This Sunday millions of people around the world will hopefully take a few moments to remember those lost in battles or who have fought and lived to tell of their war experiences.
Remembrance is becoming more meaningful in recent years with the never-ending conflicts around the globe. With these deaths there is a vivid reminder of how vigilant we must be to guard the gift of peace and stability we enjoy here at home.
When the world is a relatively calm place, Remembrance Day can be a difficult day for the younger set, not to mention many adults, to relate to. Services may be well attended but the realities of war and loss are hard to connect with in times of relative calm. Often young people have little to bridge themselves to the wars of the past.
Even young adults and ‘baby boomers’ can be estranged from what it felt like to witness the horrendous realities of war.
Ultimately we grieve for the lives recently lost and are reminded of the loss of thousands of young Canadians who gave their lives during the First and Second World Wars, the Korean conflict and the peace-keeping missions around the world.
Helping to keep their stories and memories alive is Central Albertan Allan Cameron.

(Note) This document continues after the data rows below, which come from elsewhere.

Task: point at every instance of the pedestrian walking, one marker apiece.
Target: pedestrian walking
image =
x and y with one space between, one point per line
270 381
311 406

He has spearheaded a charitable organization called Veterans Voices of Canada. He travels across the country interviewing veterans from various conflicts to learn about their experiences. These interviews are videotaped so that they can not only be meaningful for the families of the veterans, but also for future generations. Watching the videos viewers hear a firsthand account of what it was like to live through those unimaginable times. What makes it even more special is that viewers can watch the mannerisms, see the emotion and hear the voices of these men and women.

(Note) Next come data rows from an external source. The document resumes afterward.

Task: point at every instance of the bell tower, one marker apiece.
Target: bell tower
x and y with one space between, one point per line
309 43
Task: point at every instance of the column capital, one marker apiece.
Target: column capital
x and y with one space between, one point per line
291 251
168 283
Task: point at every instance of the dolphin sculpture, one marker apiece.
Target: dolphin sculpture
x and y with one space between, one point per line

Each production is expertly produced and includes footage from the war years and photos of the veterans in their younger days. The videos are also enhanced by music and it’s like having a one-on-one conversation with these amazing men and women.
On Remembrance Day we’re all united in a common cause to consider what has been given for us – both recently and in the years before many of us were even born. The relevance of the day must never be forgotten. The point is, it’s just not another day off, too much has been lost and too high a price has been paid for anyone to have careless attitudes about such an important day.
We encourage Red Deerians to attend the services this Sunday at the Red Deer Arena and Veterans’ Park. Show your appreciation for the sacrifices these men and women gave for us.